A flier for a national pizza chain arrived in today's mail. They produce tasty pizzas, but hardly gourmet product. Yet (conjunction) the topping list doesn't say "mushrooms" but "baby portabella mushrooms."
I'm trying to juggle my schedule to attend a talk by a visiting historian. I am more excited about attending this talk and the accompanying party than, well, my grandmother probably was when Frank Sinatra came to town. I suppose swooning in the historian's arms would probably be more unusual than baby portabella mushrooms, but it would make me memorable at least.
If I feel really brave, I might even ask to have my badly battered, much marked-up copy of his latest book autographed.
Words Written: four hundred and six - a really promising tangent!
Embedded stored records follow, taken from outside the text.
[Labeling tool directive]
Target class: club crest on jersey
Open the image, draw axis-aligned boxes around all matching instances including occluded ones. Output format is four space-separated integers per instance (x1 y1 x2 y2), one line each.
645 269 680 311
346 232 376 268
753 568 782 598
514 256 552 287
Lessons Graded: forty-one (groan!)
4 comments:
who is the historian? McCullough, Burns, a biggie like that?
The funny thing is, they all have "baby portabella mushrooms", they just choose not to market it like that.
John - no, I don't think he's ever appeared on the History Channel or New York Times Best-Seller List. He's a big fish in a small pond, which is not such a bad thing to be, really.
Is that like baby seals or veal, or something like that?? I think we should at least let baby mushrooms get through their adolescence. . . . SAVE THE BABY PORTOBELLOS.